Sicuramente gli Stati Uniti hanno fatto grandi cose in questo secolo che si chiude. Anche grandi errori, Certamente. Ma nessuno può negare che il Ventesimo Secolo è stato il secolo degli Stati Uniti. Alla bandiera a stelle e strisce, non sempre e non da tutti amata, è toccato il ruolo che fu nell'Ottocento dell'Union Jack di Sua Maestà Britannica. La caduta rovinosa dell'URSS, dopo quasi ottant'anni di comunismo, l'incapacità dell'Europa di darsi un ruolo e l'inesistenza per ora di un organico modello asiatico hanno fatto dell'America una superpotenza unica e assoluta.
Resta da chiedersi come sarà il Ventunesimo Secolo. L'anno scorso, durante un mio ennesimo viaggio in America, che ormai considero una mia seconda patria (ho un fratello e una figlia, con relativi nipoti, cittadini americani), la mia attenzione fu attratta da un articolo sul Los Angeles Times a firma di uno studioso, Adrian Wooldridge, storico ed economista. Infuriavano polemiche e indiscrezioni sul "sexgate" e lo scrittore si chiedeva (era il titolo dell'articolo): "E' in declino l'impero americano?". Wooldridge faceva il paragone con il processo di decadenza dell'Inghilterra vittoriana e naturalmente non escludeva che prima o poi anche per gli Stati Uniti, come toccò a Roma, venisse il declino.
C'è però chi non ha dubbi che anche il Ventunesimo Secolo apparterrà all'America. Così la pensa, per esempio, Mortimer B. Zuchermann, editore e proprietario del prestigioso settimanale U.S. News and World Report. Ma non manca chi pronostica l'ascesa della Cina, per la quale però, non c'è dubbio, occorrerà almeno mezzo secolo prima di vederla crescere al livello di superpotenza.

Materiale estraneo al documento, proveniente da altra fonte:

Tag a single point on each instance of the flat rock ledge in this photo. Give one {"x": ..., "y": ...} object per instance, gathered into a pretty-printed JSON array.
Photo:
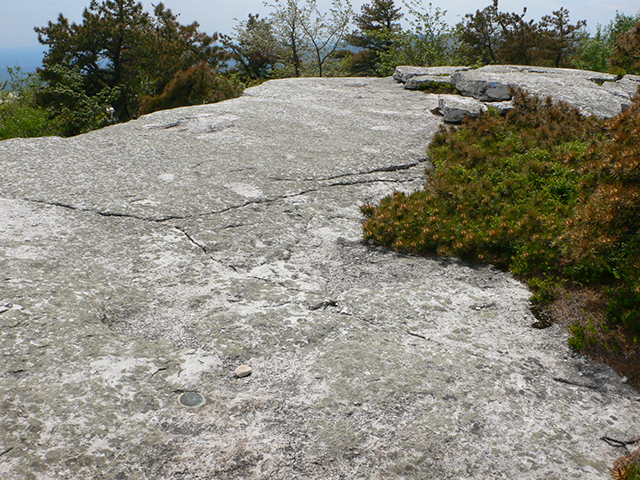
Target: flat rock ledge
[
  {"x": 142, "y": 264},
  {"x": 593, "y": 93}
]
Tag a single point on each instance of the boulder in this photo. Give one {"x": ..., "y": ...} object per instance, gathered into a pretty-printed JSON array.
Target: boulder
[
  {"x": 454, "y": 107},
  {"x": 404, "y": 72},
  {"x": 581, "y": 89}
]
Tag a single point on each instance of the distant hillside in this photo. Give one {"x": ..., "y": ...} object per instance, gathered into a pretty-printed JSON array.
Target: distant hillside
[{"x": 28, "y": 58}]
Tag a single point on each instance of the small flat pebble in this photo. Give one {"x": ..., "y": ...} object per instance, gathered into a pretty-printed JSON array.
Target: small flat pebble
[{"x": 243, "y": 371}]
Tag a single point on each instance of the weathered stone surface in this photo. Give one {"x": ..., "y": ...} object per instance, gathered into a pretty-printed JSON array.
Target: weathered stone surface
[
  {"x": 150, "y": 259},
  {"x": 243, "y": 371},
  {"x": 454, "y": 107},
  {"x": 579, "y": 88},
  {"x": 414, "y": 83},
  {"x": 404, "y": 73}
]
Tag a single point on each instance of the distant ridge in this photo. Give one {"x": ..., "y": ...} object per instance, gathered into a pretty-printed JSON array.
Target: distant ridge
[{"x": 27, "y": 58}]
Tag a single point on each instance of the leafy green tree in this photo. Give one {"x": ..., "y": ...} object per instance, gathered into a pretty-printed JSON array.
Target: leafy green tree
[
  {"x": 429, "y": 40},
  {"x": 254, "y": 48},
  {"x": 492, "y": 36},
  {"x": 287, "y": 19},
  {"x": 479, "y": 35},
  {"x": 120, "y": 46},
  {"x": 377, "y": 24},
  {"x": 75, "y": 111},
  {"x": 197, "y": 85},
  {"x": 20, "y": 115},
  {"x": 325, "y": 32},
  {"x": 519, "y": 38},
  {"x": 559, "y": 38},
  {"x": 596, "y": 52},
  {"x": 626, "y": 51}
]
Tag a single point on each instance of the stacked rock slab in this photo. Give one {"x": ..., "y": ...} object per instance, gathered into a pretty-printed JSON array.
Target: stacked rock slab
[{"x": 592, "y": 93}]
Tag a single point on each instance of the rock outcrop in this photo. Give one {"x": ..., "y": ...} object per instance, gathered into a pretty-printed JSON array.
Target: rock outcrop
[
  {"x": 593, "y": 93},
  {"x": 141, "y": 265}
]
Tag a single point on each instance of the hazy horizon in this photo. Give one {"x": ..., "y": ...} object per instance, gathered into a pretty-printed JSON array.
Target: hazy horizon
[{"x": 19, "y": 44}]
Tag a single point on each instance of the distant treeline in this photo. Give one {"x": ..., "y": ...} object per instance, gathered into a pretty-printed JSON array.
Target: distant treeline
[{"x": 121, "y": 62}]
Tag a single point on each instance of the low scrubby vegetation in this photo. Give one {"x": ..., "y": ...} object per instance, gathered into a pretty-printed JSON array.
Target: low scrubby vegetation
[{"x": 552, "y": 196}]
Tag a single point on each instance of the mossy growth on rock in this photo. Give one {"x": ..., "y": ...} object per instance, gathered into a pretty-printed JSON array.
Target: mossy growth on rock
[{"x": 549, "y": 194}]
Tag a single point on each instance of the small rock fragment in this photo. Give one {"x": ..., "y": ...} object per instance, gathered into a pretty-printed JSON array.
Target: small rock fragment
[{"x": 243, "y": 371}]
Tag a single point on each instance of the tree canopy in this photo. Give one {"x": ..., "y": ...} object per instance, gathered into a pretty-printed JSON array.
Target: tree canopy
[{"x": 121, "y": 52}]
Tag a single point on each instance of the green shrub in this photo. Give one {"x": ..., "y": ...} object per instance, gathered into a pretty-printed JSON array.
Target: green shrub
[
  {"x": 501, "y": 191},
  {"x": 20, "y": 116},
  {"x": 545, "y": 192}
]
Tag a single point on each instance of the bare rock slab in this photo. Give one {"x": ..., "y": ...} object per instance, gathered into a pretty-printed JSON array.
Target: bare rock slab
[
  {"x": 581, "y": 89},
  {"x": 144, "y": 262}
]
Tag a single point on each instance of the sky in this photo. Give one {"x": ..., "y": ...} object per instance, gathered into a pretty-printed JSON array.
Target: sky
[{"x": 18, "y": 17}]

Come che sia, ora come ora l'osservazione del quadro planetario porta a concludere che il primato americano, quello che si vuol chiamare impero, segni importanti di declino non ne mostra. Insomma, non si può dire che, come a suo tempo per l'URSS, l'America stia esaurendo la spinta propulsiva. (E per ora mi fermo qui, riproponendomi, se sarà il caso, di riprendere il discorso su questo straordinario laboratorio di civiltà che sono gli Stati Uniti).